The bill “is about making sure that the White vote is counted, and not Black and brown people,” said Morales, whose district covers parts of Harris County.
Harris County is home to Houston and one of the cities that offered drive-through voting and 24-hour early voting last year. Tens of thousands of people who cast their ballots used drive-through centers and more than half of them were Black, Latino or Asian people, according to Morales.
It was an option for many people who did not have the ability to wait hours in line. Her niece, Morales recalled, waited four hours to vote during the last presidential primary election.

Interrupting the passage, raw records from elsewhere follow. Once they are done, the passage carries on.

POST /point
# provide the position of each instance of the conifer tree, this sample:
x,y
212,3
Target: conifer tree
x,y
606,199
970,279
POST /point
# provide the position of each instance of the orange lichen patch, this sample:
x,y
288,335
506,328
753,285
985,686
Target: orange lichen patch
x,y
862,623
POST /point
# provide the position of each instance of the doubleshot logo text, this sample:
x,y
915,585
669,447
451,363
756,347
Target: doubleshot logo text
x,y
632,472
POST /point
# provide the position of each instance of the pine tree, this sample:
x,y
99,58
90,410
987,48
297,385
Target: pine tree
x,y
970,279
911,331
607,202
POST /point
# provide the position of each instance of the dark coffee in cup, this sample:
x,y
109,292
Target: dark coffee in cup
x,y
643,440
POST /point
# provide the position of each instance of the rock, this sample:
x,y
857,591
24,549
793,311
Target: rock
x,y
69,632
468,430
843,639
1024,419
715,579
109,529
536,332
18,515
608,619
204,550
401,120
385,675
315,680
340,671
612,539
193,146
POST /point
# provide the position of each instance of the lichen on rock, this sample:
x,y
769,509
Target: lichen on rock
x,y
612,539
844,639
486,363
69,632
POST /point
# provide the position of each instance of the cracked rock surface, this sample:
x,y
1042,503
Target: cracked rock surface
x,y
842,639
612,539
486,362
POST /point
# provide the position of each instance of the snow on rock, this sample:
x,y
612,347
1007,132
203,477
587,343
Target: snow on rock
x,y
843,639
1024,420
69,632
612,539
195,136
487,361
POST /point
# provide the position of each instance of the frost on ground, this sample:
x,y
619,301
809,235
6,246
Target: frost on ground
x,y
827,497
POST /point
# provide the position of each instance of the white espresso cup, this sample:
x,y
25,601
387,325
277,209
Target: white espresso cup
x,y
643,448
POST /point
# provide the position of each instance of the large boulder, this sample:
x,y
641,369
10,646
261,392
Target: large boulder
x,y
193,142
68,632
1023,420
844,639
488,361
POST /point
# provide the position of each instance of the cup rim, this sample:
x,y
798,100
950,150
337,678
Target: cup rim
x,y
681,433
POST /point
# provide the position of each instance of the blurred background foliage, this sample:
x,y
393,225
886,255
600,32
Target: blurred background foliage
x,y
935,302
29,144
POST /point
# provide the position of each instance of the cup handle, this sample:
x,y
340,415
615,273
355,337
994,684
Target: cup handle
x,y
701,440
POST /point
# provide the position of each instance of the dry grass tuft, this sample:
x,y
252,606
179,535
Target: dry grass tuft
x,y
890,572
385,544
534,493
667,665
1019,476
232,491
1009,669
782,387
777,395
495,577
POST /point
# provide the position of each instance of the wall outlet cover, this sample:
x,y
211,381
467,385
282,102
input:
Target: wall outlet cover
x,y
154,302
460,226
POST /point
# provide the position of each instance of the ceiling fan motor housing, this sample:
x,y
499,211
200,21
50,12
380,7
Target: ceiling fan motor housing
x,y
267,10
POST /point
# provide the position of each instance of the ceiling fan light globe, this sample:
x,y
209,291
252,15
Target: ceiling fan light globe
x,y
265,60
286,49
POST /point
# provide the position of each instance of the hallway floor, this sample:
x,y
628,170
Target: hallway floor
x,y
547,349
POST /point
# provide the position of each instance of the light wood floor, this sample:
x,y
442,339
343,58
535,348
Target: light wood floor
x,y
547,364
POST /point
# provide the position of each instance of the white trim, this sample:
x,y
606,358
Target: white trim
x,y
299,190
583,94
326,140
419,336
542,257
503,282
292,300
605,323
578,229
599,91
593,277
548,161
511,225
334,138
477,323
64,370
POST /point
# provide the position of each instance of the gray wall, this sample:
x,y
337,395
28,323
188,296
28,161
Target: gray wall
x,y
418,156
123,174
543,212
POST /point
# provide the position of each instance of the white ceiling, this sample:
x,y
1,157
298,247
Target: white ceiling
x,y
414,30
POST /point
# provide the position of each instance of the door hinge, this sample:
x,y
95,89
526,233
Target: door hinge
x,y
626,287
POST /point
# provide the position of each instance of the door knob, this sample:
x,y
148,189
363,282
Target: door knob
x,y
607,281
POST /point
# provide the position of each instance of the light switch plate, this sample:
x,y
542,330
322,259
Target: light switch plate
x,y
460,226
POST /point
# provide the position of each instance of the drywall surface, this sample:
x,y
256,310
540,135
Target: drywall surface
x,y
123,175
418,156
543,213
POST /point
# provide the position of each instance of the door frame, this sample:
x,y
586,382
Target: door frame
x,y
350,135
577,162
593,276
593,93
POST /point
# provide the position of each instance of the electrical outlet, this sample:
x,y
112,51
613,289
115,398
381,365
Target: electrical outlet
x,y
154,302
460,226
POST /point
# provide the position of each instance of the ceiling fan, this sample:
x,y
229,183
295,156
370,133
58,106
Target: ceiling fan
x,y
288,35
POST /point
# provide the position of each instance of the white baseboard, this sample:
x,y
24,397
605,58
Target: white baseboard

“How many people can wait in line for four hours? If you have kids at home, you’ve got a family at home. Maybe you have kids’ homework, maybe you got to get to work, maybe you just need to rest, take medicine,” Morales said.
Claudia Yoli Ferla, executive director of the MOVE Texas Action Fund, one of the groups that opposed the voting restrictions legislation for months, said “freedom to vote” took a “heavy blow” this week.
Lawmakers targeted reforms that made it easier for people of color and people with disabilities to participate in the election process, but organizers are redoubling their efforts to ensure people remain engaged.
“Our generation is more diverse than ever. We are young, we are Black, we are brown. We are the largest and most diverse electorate in history. We are engaged, and we are powerful,” Ferla said.